This model was implemented as part of a project in the course 02456 Deep Learning @ DTU - Technical University of Denmark
+ This code was originally forked from the [PyTorch word level language modeling example](https://github.com/pytorch/examples/tree/master/word_language_model).
+ The code in this notebook is available on [google colab](https://colab.research.google.com/drive/1luim4qegwBeKVAAzW-XarPSCOhogiBQf) and on [github](https://github.com/mikkelbrusen/custom-pytorch-lstm-lm).

The model comes with instructions to train a word level language models over the Penn Treebank (PTB).

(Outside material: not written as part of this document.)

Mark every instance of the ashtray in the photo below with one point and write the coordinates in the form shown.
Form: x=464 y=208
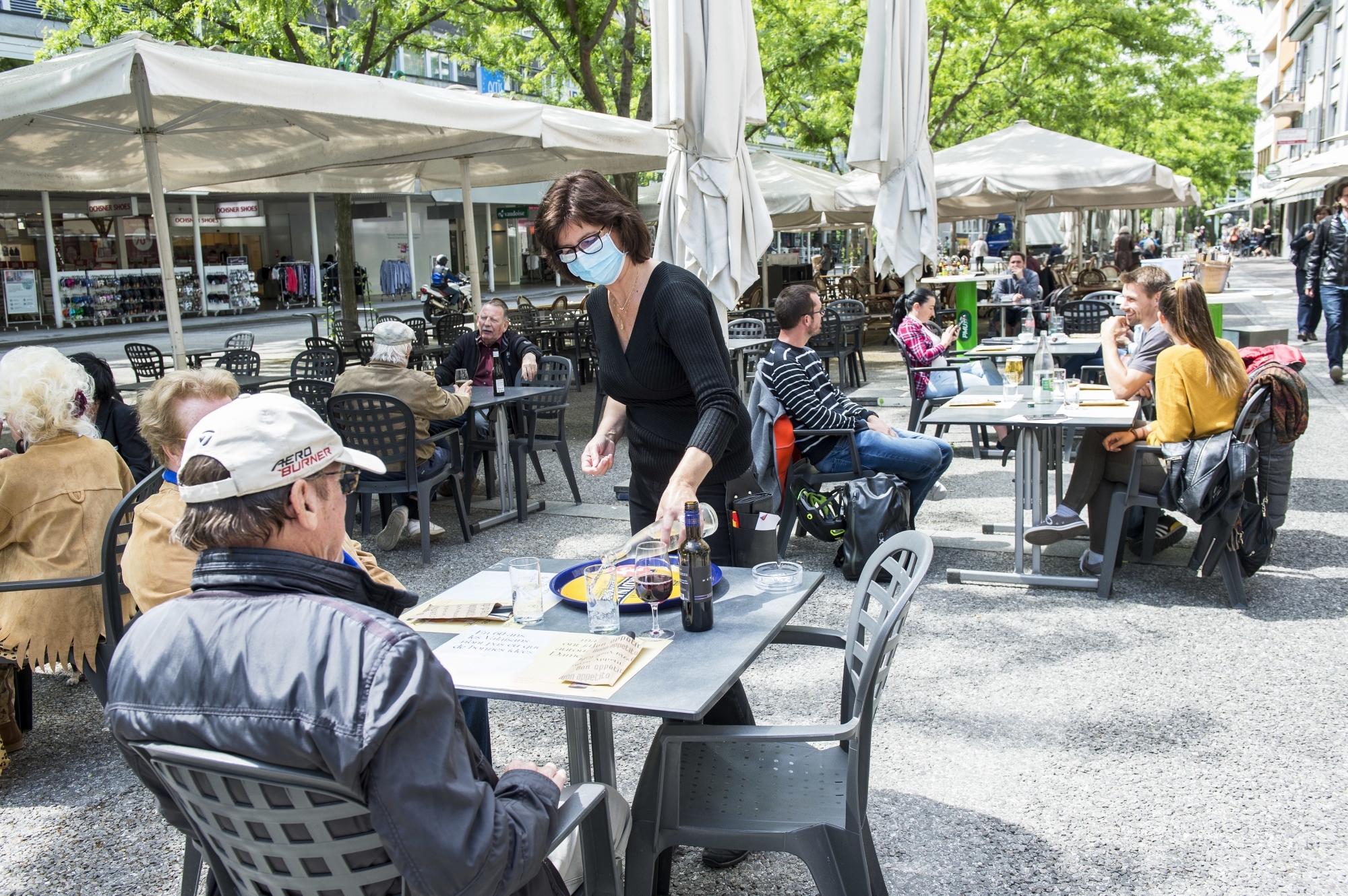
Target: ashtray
x=778 y=576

The project was carried out by [Gustav Madslund](https://github.com/gustavmadslund) and [Mikkel Møller Brusen](https://github.com/mikkelbrusen).

# Setup
This section contains all the necessary setup as hyperparameters, data processing and utility functions

## Google Colab Setup
Since we are running on Google Colab, we will need to install PyTorch as they only support TensorFlow by default, because, well, they are Google and not Facebook.

In [0]:
# http://pytorch.org/
from os.path import exists
from wheel.pep425tags import get_abbr_impl, get_impl_ver, get_abi_tag
platform = '{}{}-{}'.format(get_abbr_impl(), get_impl_ver(), get_abi_tag())
cuda_output = !ldconfig -p|grep cudart.so|sed -e 's/.*\.\([0-9]*\)\.\([0-9]*\)$/cu\1\2/'
accelerator = cuda_output[0] if exists('/dev/nvidia0') else 'cpu'

!pip install -q http://download.pytorch.org/whl/{accelerator}/torch-0.4.1-{platform}-linux_x86_64.whl torchvision
import torch

We will need some data to train on, and a place to save our model. 
We connect to google drive and position our data in the following path: *MyDrive/NLP/data/penn/* which needs to be put in 

In [0]:
from google.colab import drive
drive.mount('/content/gdrive', force_remount=True)

## Imports and params





In [0]:
import argparse
import time
import math
import os
import torch
import torch.nn as nn
from torch.autograd import Variable
from collections import Counter

In [0]:
args_cuda = torch.cuda.is_available()
device = torch.device('cuda' if torch.cuda.is_available() else 'cpu')

# Hyper-parameters
args_train_batch_size = 20 # batch size
args_bptt = 35 # sequence length
args_embed_size = 450 # 
args_hidden_size = 650 
args_num_layers = 2 # Number of LSTM layers
args_num_epochs = 40
args_learning_rate = 20
args_dropout = 0.5
args_clip = 0.25
args_log_interval = 100
args_seed = 1111 # We seed the RNG's for reproducability

# if you dont already have the penn treebank data, grab it from our github repo
# here: https://github.com/mikkelbrusen/custom-pytorch-lstm-lm
args_data = "/content/gdrive/My Drive/NLP/data/penn/"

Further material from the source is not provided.